The Unite Here Local 11 labor union representing 15,000 workers at 65 hotels in Los Angeles County and Orange County began their month-long planned strike on Sunday, walking out at the beginning of the busy July summer tourism season in Southern California.
For months, negotiations between the Unite Here union and the hotels, which include Marriott International, Hyatt, and Hilton Hotels & Resorts, have been ongoing, with both sides having hoped to get a new contract by June 30th, the date of which the contract would end. However, neither side budged much.
The union pushed for a $5 per hour wage increase across the board for all non-management hotel workers, with an additional $3 boost each coming year for the next 3 years, for a total of a $14 raise to combat the increased cost of living and to protect the firing of workers. Also demanded was a better healthcare and pension program as well as for hotels stop using the e-verify system to check on work eligibility, as the union said that it would only weed out immigrant workers. However, the hotels countered with a $2.50 per hour wage increase instead.
With a such a large gap, Unite Here got serious about a potential strike in early June, with members voting 96% to 4% to authorize a strike if necessary. The number of protests also increased, with one large demonstration outside of Los Angeles International Airport resulting in nearly 200 arrests, including Los Angeles City Councilmembers Nithya Raman and Hugo Soto-Martinez, as well as Assemblywoman Wendy Carrillo (D-Los Angeles). However, the demonstrations made many in LA County and Orange County angry what they were doing, reducing sympathy for the strike. Despite this, with no deal in place by Friday, the union decided on Saturday to begin the strike in earnest on Sunday – right in the middle of the long July 4th weekend.
“Our members were devastated first by the pandemic, and now by the greed of their bosses,” said Unite Here Local 11 President Kurt Petersen on Sunday. “The industry got bailouts while we got cuts. Now, the hotel negotiators decided to take a four-day holiday instead of negotiating. Shameful.”
“Hotel workers who work in the booming Los Angeles’ tourism industry must be able to live in Los Angeles. The 96% support in favor of strike in a vote earlier this month sends a clear message to the industry that workers have reached their limit and are prepared to strike to secure a living wage.”

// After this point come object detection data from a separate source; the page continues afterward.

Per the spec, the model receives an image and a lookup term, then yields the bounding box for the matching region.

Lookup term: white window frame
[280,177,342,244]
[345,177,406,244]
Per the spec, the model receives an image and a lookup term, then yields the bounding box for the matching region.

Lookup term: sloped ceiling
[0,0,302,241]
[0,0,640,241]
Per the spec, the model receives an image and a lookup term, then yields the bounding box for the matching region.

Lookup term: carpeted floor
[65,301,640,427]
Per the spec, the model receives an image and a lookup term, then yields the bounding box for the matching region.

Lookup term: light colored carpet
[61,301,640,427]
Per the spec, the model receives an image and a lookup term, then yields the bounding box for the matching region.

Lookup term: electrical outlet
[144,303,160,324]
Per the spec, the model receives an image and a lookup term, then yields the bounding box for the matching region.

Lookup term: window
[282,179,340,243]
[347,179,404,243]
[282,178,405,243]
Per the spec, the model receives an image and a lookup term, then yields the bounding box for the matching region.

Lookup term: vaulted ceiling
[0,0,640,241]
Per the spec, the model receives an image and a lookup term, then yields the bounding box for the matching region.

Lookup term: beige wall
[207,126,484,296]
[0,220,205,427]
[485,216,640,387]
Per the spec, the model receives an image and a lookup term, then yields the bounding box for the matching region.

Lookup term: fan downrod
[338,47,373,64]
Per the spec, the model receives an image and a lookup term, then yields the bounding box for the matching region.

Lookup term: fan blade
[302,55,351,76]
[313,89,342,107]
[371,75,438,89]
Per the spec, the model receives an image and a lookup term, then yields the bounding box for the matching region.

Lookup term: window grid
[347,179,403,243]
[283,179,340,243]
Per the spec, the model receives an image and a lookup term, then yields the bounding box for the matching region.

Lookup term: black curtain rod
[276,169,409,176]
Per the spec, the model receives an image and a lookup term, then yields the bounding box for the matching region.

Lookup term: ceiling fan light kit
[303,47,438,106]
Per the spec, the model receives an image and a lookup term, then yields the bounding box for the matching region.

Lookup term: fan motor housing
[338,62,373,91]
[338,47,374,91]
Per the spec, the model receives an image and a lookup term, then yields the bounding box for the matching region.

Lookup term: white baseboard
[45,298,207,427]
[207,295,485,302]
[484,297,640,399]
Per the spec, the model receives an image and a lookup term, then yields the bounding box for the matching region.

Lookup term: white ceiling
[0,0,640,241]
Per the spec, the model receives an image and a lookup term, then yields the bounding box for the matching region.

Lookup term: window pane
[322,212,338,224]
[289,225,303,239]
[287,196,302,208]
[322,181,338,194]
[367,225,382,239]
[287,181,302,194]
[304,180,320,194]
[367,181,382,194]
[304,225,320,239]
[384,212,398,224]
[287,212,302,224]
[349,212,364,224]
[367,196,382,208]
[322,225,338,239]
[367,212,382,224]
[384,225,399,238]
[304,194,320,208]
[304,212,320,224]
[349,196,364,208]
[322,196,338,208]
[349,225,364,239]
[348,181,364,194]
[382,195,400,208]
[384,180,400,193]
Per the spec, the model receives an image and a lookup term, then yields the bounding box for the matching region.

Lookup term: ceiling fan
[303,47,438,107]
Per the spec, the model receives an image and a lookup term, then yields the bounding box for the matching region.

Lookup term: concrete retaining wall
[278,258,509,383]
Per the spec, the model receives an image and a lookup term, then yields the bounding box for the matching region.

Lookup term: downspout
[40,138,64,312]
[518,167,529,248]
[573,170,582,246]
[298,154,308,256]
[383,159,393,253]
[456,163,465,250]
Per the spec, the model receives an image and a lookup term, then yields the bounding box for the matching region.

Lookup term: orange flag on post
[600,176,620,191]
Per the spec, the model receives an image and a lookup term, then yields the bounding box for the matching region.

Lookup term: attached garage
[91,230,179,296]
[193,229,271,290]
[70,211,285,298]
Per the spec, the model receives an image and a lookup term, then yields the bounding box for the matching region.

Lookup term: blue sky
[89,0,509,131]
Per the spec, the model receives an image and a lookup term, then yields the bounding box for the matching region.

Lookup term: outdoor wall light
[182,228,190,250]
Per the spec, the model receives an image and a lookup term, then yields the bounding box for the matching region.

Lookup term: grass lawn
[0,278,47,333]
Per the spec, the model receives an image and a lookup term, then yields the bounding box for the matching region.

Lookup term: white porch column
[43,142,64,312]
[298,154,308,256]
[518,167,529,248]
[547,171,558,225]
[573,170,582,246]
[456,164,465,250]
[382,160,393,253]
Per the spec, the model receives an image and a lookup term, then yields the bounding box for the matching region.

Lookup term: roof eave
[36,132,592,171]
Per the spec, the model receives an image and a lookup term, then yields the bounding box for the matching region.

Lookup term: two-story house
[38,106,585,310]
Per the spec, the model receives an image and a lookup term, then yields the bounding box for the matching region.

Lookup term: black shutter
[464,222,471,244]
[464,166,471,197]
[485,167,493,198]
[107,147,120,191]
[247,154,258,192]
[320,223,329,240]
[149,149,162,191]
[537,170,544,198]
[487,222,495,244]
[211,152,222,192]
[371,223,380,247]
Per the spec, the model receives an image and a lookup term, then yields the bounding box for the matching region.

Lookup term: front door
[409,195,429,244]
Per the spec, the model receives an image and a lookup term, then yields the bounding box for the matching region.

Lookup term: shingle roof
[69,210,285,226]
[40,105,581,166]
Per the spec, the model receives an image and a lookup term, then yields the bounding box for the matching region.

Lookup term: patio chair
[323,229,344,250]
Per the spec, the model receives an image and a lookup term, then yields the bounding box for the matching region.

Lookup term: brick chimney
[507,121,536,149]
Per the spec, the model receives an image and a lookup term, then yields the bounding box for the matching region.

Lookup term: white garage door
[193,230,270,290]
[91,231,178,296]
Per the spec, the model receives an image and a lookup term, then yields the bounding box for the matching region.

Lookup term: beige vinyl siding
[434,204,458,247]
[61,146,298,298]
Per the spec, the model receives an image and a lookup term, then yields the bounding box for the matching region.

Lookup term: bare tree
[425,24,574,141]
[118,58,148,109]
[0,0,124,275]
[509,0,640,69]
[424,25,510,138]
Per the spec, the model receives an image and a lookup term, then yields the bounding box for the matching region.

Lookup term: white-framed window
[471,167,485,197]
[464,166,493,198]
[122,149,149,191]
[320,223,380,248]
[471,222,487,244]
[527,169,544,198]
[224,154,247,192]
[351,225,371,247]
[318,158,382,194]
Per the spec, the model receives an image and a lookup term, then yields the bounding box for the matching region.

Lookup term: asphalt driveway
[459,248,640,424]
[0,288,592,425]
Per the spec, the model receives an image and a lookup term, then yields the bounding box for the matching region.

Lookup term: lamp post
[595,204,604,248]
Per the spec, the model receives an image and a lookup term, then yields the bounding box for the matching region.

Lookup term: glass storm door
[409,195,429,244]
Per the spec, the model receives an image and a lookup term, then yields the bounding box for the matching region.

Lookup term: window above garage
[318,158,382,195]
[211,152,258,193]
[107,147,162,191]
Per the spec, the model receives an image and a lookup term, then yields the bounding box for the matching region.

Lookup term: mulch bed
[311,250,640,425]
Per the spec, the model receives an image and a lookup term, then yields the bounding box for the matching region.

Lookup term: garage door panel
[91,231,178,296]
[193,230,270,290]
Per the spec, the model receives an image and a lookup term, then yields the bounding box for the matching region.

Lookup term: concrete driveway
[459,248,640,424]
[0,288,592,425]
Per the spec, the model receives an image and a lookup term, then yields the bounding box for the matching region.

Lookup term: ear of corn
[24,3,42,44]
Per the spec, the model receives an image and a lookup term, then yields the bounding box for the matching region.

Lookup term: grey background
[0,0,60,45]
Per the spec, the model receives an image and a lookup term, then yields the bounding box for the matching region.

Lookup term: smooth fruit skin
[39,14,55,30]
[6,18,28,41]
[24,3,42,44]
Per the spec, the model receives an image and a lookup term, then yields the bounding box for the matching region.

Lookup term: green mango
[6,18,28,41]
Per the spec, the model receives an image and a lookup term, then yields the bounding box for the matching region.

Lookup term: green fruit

Union spokeswoman Maria Hernandez added, “Workers are ready to strike until they get what they are asking for. Workers won’t take anything less than that.”
— UNITE HERE Local 11 (@UNITEHERE11) July 3, 2023
Unite Here refuses to negotiate
However, the hotel group retorted that Unite Here was unwilling to negotiate and has not offered any new figures since their opening new wage demand.
“Unite Here Local 11 has not budged from its opening demand two months ago of up to a 40% wage increase and an over 28% increase in benefit costs,” said the hotels during the weekend. “From the outset, the Union has shown no desire to engage in productive, good faith negotiations with this group.”
“The hotels want to continue to provide strong wages, affordable quality family healthcare and a pension. The Union should accept our offer to return to the bargaining table immediately and work with us to reach agreement on a new contract that would benefit our employees and the City and County of Los Angeles and Orange County.”
One of the attorney’s for the hotel group, Keith Grossman, also noted, “The work stoppage was expected. We are fully prepared to continue to operate these hotels and to take care of our guests as long as this disruption lasts. We also remain available to meet with the union whenever its leaders decide to make themselves available to resume negotiations.”
Experts told the Globe on Monday that both sides needed to start negotiating in earnest again, as a longer strike would only hurt both sides more, including possible staff reductions as a result of missed business during a high volume time of the year.
“Both sides in the LA hotel strike have points, but the fact that the workers just aren’t even trying to negotiate and are just expecting hotel management to comply with everything is outrageous,” explained Corey Fletcher, a former hotel worker negotiator, to the Globe on Monday. “I mean, with the WGA, it is a long and tedious process, but even both sides in the Hollywood writers strike are going back and forth. There’s even been some power moves, like writers halting major productions, and executives taking vacations and calling the WGA out in posts. But through all that they’re still working on it.
“With this strike with Unite Here, they aren’t negotiating. The managers have, and were only told no to their offer without a counter. This does happen sometimes, but it’s usually the company or the managers strongarming the workers, and that usually isn’t a good public look. And that would explain, at least partially, why the public isn’t really going behind them. They’re disrupting the lives of average citizens, they’ve caused huge traffic snarls, and now they are just refusing to even work put a figure.
“The big thing is, like the hotels said, they can continue operating just fine. Lots of people crossed that line. A lot of people who just came to this country need jobs and don’t care about unions. The workers can’t hang work disruption over them outside of picket lines and, in turn, annoying more people. They need to negotiate for sure, for their own sake.”
As of Monday, no new agreement has been reached between both sides.